Donald Trump, qui comparaissait à New York, où il est jugé depuis le 15 avril pour paiements suspects lors de la campagne de 2016, a assuré que l'immunité pénale était indispensable à l'exercice du pouvoir suprême.
"J'espère qu'il est apparu que le président doit avoir une immunité, sinon vous n'avez plus de président, ou tout au plus un président honorifique", a-t-il déclaré à l'issue des débats à New York.
Mais les juges, notamment les trois progressistes, ont bataillé pied à pied avec son avocat, John Sauer.
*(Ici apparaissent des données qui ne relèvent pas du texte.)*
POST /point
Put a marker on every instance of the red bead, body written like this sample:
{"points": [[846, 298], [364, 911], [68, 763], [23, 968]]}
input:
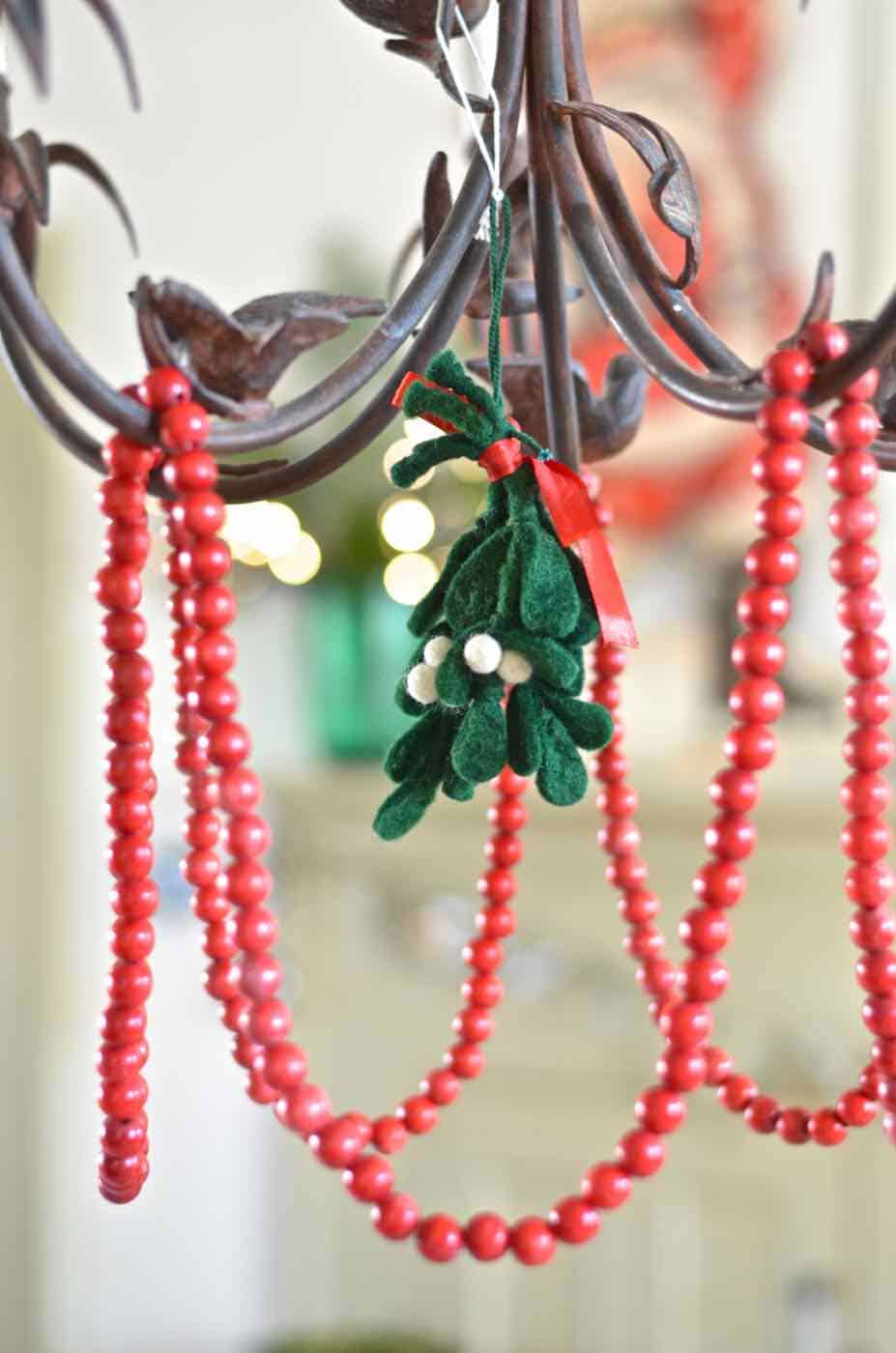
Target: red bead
{"points": [[162, 388], [706, 930], [641, 1153], [304, 1109], [763, 1113], [533, 1241], [129, 457], [132, 939], [784, 418], [466, 1061], [260, 976], [509, 816], [189, 471], [419, 1115], [256, 930], [369, 1180], [682, 1071], [284, 1065], [607, 1187], [794, 1126], [270, 1022], [873, 930], [661, 1109], [760, 653], [396, 1217], [869, 885], [390, 1134], [770, 561], [504, 849], [128, 543], [183, 426], [780, 514], [865, 839], [473, 1025], [788, 372], [510, 784], [853, 474], [764, 608], [442, 1086], [852, 426], [825, 1127], [118, 588], [855, 1109], [216, 653], [439, 1238], [499, 885], [757, 700], [124, 500], [125, 1099], [124, 631], [686, 1025], [719, 883], [486, 1237], [341, 1140], [719, 1065], [485, 990], [737, 1092], [750, 747], [247, 882], [853, 520], [574, 1221], [824, 341]]}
"Et si un président ordonne à l'armée d'organiser un coup d'Etat", lui a lancé l'une d'elles, Elena Kagan, "s'agit-il d'un acte officiel" couvert par une immunité pénale ? "Cela se pourrait bien", a répondu l'avocat.
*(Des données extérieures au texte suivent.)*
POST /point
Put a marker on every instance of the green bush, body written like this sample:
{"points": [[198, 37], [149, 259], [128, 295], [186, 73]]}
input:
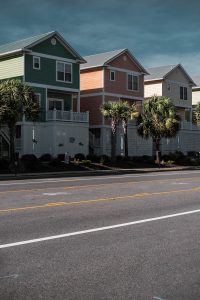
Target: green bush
{"points": [[93, 157], [45, 157], [104, 159], [30, 163]]}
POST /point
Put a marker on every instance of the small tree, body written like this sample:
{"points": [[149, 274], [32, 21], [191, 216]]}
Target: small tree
{"points": [[196, 114], [158, 120], [16, 99], [118, 111]]}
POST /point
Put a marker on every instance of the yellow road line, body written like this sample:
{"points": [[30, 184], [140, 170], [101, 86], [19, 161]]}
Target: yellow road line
{"points": [[96, 185], [54, 204]]}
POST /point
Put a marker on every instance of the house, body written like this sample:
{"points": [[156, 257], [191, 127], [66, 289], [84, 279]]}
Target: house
{"points": [[112, 76], [51, 67], [174, 82], [196, 91]]}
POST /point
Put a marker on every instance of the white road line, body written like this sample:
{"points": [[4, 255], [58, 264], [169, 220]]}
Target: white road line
{"points": [[75, 179], [54, 237]]}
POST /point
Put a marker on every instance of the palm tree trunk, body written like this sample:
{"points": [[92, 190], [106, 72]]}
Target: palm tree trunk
{"points": [[113, 146], [126, 140], [12, 143], [158, 153]]}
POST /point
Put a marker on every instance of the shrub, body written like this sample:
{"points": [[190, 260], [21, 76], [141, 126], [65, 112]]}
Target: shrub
{"points": [[93, 157], [104, 159], [30, 162], [45, 157], [61, 156], [79, 156]]}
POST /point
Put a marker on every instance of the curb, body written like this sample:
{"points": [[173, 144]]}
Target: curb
{"points": [[90, 173]]}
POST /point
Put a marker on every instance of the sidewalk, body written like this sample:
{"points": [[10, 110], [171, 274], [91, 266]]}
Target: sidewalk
{"points": [[22, 176]]}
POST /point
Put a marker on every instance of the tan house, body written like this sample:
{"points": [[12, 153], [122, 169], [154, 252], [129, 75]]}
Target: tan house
{"points": [[111, 76], [174, 82]]}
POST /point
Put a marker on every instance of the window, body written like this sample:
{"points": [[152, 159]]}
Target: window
{"points": [[112, 75], [133, 83], [183, 93], [55, 104], [18, 131], [36, 62], [64, 72], [38, 99]]}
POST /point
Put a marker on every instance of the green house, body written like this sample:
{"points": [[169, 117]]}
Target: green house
{"points": [[51, 67]]}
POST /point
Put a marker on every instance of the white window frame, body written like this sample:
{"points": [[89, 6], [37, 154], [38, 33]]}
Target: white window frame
{"points": [[112, 72], [57, 100], [65, 63], [133, 75], [39, 96], [36, 57]]}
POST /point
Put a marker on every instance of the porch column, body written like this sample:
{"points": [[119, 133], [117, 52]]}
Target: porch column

La juge Ketanji Brown Jackson a opposé à ses craintes d'un risque de paralysie de l'exécutif celui d'un président délié de toute responsabilité pénale, évoquant "une transformation du Bureau ovale en siège de l'activité criminelle dans ce pays".
- "Dossier unique" -
"Sa thèse inédite exempterait de responsabilité pénale les anciens présidents pour corruption, trahison, sédition, meurtre, et en l'espèce, complot pour inverser les résultats d'une élection et se maintenir au pouvoir", a énuméré le représentant du ministère de la Justice, Michael Dreeben.
Visé par quatre procédures pénales distinctes, Donald Trump fait feu de tout bois pour passer en jugement le plus tard possible, en tout cas après le scrutin présidentiel.
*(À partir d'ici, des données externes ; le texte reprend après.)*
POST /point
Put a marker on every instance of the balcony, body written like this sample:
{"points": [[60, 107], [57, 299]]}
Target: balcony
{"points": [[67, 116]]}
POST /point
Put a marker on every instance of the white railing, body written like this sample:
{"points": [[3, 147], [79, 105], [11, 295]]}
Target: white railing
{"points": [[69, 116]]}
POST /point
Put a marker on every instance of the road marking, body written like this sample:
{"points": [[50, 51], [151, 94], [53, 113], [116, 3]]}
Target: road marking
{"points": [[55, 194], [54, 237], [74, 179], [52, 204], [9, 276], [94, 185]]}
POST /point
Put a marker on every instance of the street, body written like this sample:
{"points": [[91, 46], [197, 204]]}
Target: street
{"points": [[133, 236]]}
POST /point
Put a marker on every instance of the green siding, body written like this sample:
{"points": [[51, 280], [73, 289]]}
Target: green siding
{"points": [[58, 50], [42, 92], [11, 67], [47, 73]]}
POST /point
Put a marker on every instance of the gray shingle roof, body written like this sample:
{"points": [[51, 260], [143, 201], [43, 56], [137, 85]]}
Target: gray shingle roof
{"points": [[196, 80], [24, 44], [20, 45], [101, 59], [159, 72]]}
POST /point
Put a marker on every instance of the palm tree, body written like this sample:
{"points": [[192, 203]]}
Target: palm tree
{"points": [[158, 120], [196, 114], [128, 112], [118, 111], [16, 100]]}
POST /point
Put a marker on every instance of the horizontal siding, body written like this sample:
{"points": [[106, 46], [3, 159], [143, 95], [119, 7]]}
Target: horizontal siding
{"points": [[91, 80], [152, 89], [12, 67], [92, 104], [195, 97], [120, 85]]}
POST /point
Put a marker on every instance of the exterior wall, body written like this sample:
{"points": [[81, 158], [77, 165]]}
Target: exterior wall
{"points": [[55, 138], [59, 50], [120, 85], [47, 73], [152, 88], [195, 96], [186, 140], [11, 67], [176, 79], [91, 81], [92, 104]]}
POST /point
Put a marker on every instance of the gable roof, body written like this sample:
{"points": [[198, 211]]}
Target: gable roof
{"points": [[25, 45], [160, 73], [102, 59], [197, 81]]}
L'affaire la plus lourde politiquement, le dossier fédéral pour l'élection de 2020, est suspendue jusqu'à ce que la Cour suprême statue. Son procès à New York pourrait donc être le seul à connaître un dénouement avant le vote.
La décision des neuf juges est attendue d'ici fin juin, voire début juillet.
Ils pourraient notamment renvoyer l'affaire à une juridiction inférieure pour déterminer quels actes sont susceptibles d'échapper aux poursuites, ce qui entraînerait inévitablement de nouveaux délais pour ce procès, initialement prévu en mars, ou encore limiter le champ des inculpations.
"Si la Cour suprême laisse la moindre ouverture à Trump, je pense qu'il est certain que nous ne verrons pas le procès avant l'élection", a indiqué à l'AFP Steven Schwinn, professeur de droit constitutionnel à l'Université de l'Illinois à Chicago (nord).
"Il reste une fenêtre mais elle est étroite et elle se referme. Les juges doivent agir rapidement, auquel cas il y a une chance que le procès puisse commencer à l'automne, fin août ou début septembre", a expliqué à l'AFP l'ex-procureur fédéral Randall Eliason, professeur de droit pénal à l'université George Washington.
"La Cour doit vraiment tenir compte du fait qu'il s'agit d'un dossier unique", estime-t-il. "Nous n'avons jamais eu auparavant de situation dans laquelle un accusé a potentiellement la possibilité d'annuler sa propre inculpation, s'il gagne l'élection. Et alors, il n'y aura jamais de procès", prévient Randall Eliason.
S'il était de nouveau élu, Donald Trump pourrait, une fois investi en janvier 2025, ordonner l'arrêt des poursuites fédérales à son encontre.